# Homework 2

Here we will implement a map-reduce algorithm in spark for counting the number of words from a given set of documents.
Let's start by properly initializing a SparkContext object.

In [1]:
from pyspark import SparkConf, SparkContext

config = SparkConf().setAppName('Homework 2').setMaster('local')

sc = SparkContext(conf=config)

### Loading the Dataset
Here we load the dataset and split it in a number of partitions. As a rule of thumb: the higher the number of partitions, the better the parallelism. One should nonetheless be aware that each partition have some overhead and thus it would be suboptimal to create a big number of partitions.

Since we're running on *4-core* machines we'll be partition the RDD in 8 parts.

In [2]:
docs = sc.textFile('dataset.txt').repartition(8)

### Trivial Algorithm
In this naive algorithm we do the following:
- Take each word from each document
- Create a new key-value pair for each word with a value 1
- Collect the pairs by key and sum their values

In [3]:
words = docs.flatMap(lambda document: document.split(" "))\
    .map(lambda word: (word,1))\
    .reduceByKey(lambda x,y: x+y)

print('The number of different words is: ', words.count())

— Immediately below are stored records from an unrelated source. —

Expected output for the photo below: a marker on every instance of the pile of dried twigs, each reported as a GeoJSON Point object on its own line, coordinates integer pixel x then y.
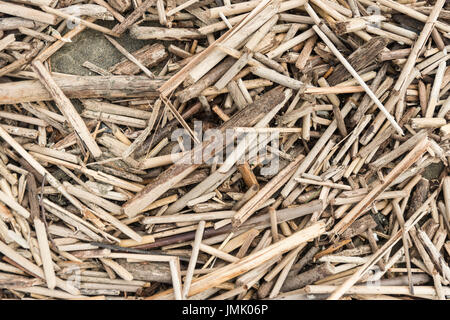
{"type": "Point", "coordinates": [262, 149]}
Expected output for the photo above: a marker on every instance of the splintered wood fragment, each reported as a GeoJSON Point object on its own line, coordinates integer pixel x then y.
{"type": "Point", "coordinates": [356, 211]}
{"type": "Point", "coordinates": [6, 41]}
{"type": "Point", "coordinates": [13, 204]}
{"type": "Point", "coordinates": [253, 260]}
{"type": "Point", "coordinates": [149, 56]}
{"type": "Point", "coordinates": [67, 109]}
{"type": "Point", "coordinates": [133, 17]}
{"type": "Point", "coordinates": [27, 13]}
{"type": "Point", "coordinates": [75, 87]}
{"type": "Point", "coordinates": [194, 257]}
{"type": "Point", "coordinates": [34, 269]}
{"type": "Point", "coordinates": [180, 7]}
{"type": "Point", "coordinates": [158, 33]}
{"type": "Point", "coordinates": [87, 23]}
{"type": "Point", "coordinates": [44, 250]}
{"type": "Point", "coordinates": [248, 116]}
{"type": "Point", "coordinates": [269, 189]}
{"type": "Point", "coordinates": [130, 57]}
{"type": "Point", "coordinates": [358, 78]}
{"type": "Point", "coordinates": [121, 271]}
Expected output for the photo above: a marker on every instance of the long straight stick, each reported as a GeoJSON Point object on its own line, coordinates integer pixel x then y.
{"type": "Point", "coordinates": [358, 78]}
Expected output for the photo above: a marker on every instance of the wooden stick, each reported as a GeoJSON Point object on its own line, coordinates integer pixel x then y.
{"type": "Point", "coordinates": [67, 109]}
{"type": "Point", "coordinates": [87, 23]}
{"type": "Point", "coordinates": [44, 250]}
{"type": "Point", "coordinates": [358, 78]}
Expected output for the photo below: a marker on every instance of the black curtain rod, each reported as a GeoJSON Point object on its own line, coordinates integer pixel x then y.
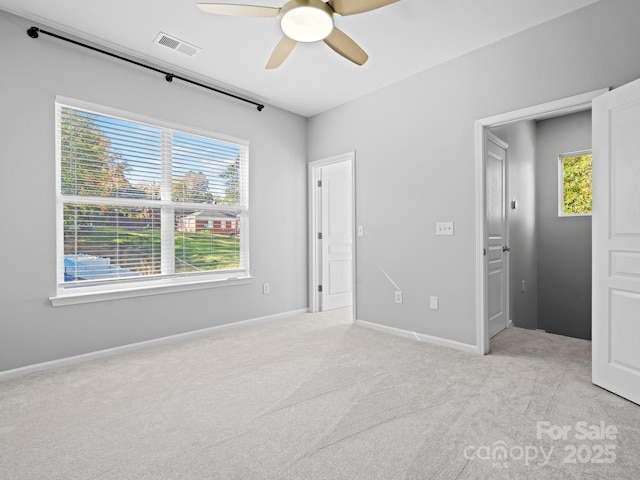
{"type": "Point", "coordinates": [34, 31]}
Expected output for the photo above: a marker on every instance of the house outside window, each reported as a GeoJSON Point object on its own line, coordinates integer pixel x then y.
{"type": "Point", "coordinates": [575, 187]}
{"type": "Point", "coordinates": [135, 197]}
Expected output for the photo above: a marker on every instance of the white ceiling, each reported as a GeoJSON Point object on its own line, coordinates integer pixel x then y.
{"type": "Point", "coordinates": [401, 39]}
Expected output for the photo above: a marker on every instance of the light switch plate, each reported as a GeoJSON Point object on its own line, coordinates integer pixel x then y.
{"type": "Point", "coordinates": [444, 228]}
{"type": "Point", "coordinates": [433, 303]}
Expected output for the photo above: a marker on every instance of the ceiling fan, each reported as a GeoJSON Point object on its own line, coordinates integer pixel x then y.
{"type": "Point", "coordinates": [306, 21]}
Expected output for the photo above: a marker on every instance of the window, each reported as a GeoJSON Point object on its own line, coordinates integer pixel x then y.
{"type": "Point", "coordinates": [137, 199]}
{"type": "Point", "coordinates": [575, 184]}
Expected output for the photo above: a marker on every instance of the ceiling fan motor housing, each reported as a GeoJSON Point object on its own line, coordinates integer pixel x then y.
{"type": "Point", "coordinates": [306, 20]}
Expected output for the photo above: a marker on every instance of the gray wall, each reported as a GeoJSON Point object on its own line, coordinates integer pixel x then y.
{"type": "Point", "coordinates": [33, 73]}
{"type": "Point", "coordinates": [415, 156]}
{"type": "Point", "coordinates": [564, 243]}
{"type": "Point", "coordinates": [521, 186]}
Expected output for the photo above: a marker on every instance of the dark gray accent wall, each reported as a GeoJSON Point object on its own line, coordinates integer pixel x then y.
{"type": "Point", "coordinates": [564, 243]}
{"type": "Point", "coordinates": [523, 258]}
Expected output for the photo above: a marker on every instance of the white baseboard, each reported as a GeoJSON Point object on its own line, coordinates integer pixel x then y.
{"type": "Point", "coordinates": [443, 342]}
{"type": "Point", "coordinates": [109, 352]}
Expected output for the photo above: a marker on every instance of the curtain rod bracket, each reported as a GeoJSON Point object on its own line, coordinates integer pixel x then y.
{"type": "Point", "coordinates": [34, 32]}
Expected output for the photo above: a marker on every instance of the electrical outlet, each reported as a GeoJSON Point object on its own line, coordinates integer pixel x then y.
{"type": "Point", "coordinates": [398, 296]}
{"type": "Point", "coordinates": [444, 228]}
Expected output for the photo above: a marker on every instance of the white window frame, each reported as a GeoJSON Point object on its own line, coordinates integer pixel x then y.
{"type": "Point", "coordinates": [154, 286]}
{"type": "Point", "coordinates": [561, 157]}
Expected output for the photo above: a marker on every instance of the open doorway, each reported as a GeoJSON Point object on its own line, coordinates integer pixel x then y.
{"type": "Point", "coordinates": [332, 233]}
{"type": "Point", "coordinates": [565, 106]}
{"type": "Point", "coordinates": [549, 229]}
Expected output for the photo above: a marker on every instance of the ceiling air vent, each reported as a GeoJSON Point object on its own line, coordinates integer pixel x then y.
{"type": "Point", "coordinates": [176, 44]}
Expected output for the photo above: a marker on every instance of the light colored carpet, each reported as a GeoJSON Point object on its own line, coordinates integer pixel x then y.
{"type": "Point", "coordinates": [312, 397]}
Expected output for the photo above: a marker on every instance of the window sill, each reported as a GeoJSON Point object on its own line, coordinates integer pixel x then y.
{"type": "Point", "coordinates": [132, 291]}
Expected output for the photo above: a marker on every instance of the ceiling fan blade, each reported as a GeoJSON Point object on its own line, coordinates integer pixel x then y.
{"type": "Point", "coordinates": [351, 7]}
{"type": "Point", "coordinates": [239, 10]}
{"type": "Point", "coordinates": [281, 52]}
{"type": "Point", "coordinates": [341, 43]}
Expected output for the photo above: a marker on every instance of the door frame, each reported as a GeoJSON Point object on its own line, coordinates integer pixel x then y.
{"type": "Point", "coordinates": [314, 209]}
{"type": "Point", "coordinates": [505, 195]}
{"type": "Point", "coordinates": [564, 106]}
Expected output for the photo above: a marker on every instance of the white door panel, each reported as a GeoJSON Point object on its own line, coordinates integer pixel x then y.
{"type": "Point", "coordinates": [337, 237]}
{"type": "Point", "coordinates": [616, 241]}
{"type": "Point", "coordinates": [495, 166]}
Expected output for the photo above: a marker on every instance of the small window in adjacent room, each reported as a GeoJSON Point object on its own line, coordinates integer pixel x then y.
{"type": "Point", "coordinates": [575, 184]}
{"type": "Point", "coordinates": [137, 199]}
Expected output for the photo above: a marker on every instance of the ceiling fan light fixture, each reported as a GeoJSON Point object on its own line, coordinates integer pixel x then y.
{"type": "Point", "coordinates": [306, 20]}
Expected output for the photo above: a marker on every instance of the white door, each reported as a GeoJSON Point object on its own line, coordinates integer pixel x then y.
{"type": "Point", "coordinates": [337, 236]}
{"type": "Point", "coordinates": [496, 250]}
{"type": "Point", "coordinates": [616, 241]}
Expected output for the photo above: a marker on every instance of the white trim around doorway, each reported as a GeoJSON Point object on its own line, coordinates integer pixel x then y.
{"type": "Point", "coordinates": [313, 174]}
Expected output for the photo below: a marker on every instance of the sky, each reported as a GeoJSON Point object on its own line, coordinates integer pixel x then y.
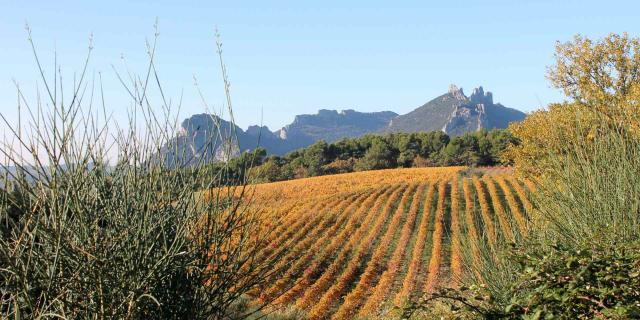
{"type": "Point", "coordinates": [293, 57]}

The number of different words is:  15


## Improved word count 1

In this first more clever version of word count we need to modify the way documents are processed: in particular, we want to store directly the pair *(w,c(w))* were _c(w)_ is the number of occurrences of the word *w* in the document Di

In [136]:
def improvedMap(x): 
    line = x.split(" ")
    pairs = {}
    for s in line:
        if s in pairs:
            pairs[s] = pairs[s] + 1
        else:
            pairs[s] = 1
    keyVal = []
    for key in pairs:
        keyVal.append((key,pairs[key]))
    return keyVal

intermediate = docs.map(improvedMap)
#intermediate.reduce(lambda x,y,sum: sum + y)